Let us consider the case $k<0$: the case $k>0$ is studied analogously, with due modifications in the solutions (imaginary exponentials are needed). The case $k=0$ is degenerate with class of solutions given by $y(x)=A$, for any constant $A$.
If $k<0$ then the most general solution to the given ODE is
$y(x)=A\exp(\omega x)+B\exp(-\omega x)$,
with $A,B$ constants and $\omega:=\sqrt{-k}$. Note that $\omega^2:=-k>0$.

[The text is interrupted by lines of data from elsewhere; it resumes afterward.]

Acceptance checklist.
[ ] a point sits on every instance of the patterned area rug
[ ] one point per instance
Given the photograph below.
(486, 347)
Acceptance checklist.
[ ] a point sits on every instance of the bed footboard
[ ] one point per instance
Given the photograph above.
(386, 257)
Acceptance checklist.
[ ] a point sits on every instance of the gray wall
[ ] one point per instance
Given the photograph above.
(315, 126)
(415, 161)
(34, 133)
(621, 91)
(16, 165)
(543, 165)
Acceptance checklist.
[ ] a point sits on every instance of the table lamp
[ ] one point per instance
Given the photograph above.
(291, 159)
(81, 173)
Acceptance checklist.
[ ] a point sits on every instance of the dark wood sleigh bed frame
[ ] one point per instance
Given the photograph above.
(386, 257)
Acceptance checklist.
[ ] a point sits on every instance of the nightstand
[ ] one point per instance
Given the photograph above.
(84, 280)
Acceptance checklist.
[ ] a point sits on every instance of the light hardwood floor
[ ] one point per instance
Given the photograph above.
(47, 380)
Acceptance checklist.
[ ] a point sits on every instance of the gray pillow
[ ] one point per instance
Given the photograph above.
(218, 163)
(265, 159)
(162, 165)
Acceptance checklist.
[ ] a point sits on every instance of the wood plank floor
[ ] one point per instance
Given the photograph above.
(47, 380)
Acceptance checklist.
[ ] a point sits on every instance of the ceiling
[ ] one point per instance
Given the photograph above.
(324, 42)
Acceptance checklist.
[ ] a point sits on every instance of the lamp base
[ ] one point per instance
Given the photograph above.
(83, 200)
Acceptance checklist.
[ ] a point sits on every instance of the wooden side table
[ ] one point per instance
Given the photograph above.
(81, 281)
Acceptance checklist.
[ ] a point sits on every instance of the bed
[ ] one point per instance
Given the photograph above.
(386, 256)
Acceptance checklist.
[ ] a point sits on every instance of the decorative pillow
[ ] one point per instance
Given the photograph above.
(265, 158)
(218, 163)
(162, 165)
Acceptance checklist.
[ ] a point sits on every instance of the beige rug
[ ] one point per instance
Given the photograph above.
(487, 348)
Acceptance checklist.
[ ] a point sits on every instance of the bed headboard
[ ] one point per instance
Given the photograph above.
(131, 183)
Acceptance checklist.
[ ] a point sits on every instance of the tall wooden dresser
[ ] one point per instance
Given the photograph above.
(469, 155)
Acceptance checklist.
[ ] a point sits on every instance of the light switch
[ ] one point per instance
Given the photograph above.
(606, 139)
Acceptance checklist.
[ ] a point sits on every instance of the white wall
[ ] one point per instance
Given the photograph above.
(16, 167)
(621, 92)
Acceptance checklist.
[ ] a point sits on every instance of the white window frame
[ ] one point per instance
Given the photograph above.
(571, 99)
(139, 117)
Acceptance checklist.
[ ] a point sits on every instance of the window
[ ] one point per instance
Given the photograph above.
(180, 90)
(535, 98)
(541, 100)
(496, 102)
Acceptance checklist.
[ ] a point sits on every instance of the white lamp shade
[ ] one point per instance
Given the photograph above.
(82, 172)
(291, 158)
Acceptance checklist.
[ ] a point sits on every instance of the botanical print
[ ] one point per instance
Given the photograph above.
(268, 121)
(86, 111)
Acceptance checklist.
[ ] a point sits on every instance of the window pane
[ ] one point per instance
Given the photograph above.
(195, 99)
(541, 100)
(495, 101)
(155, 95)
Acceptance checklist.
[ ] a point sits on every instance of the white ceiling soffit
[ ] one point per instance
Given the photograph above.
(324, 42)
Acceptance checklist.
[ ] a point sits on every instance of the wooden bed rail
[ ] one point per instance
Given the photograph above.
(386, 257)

The periodic conditions $y(-\pi)=y(\pi)$ and $y'(-\pi)=y'(\pi)$ are equivalent to the system of equations
$\beta(A+B)=0\cap \beta(A-B)=0$,
with $\beta=\sin(\pi\omega)$.
If $\beta\neq 0$, then we arrive at the trivial solution $y(x)=0$ as $A=B=0$ is the only solution of the above system.
If $\beta= 0$, i.e. $\sin(\pi\omega)=0 \Leftrightarrow \pi\omega=2\pi r\Leftrightarrow \omega=2r \Leftrightarrow -k=4r^2$, for some $r\in \mathbb Z$, then the original problem has solution(s)
$y(x)=A\exp(2r x)+B\exp(-2r x)$.
With these information you could proceed to answer to your question.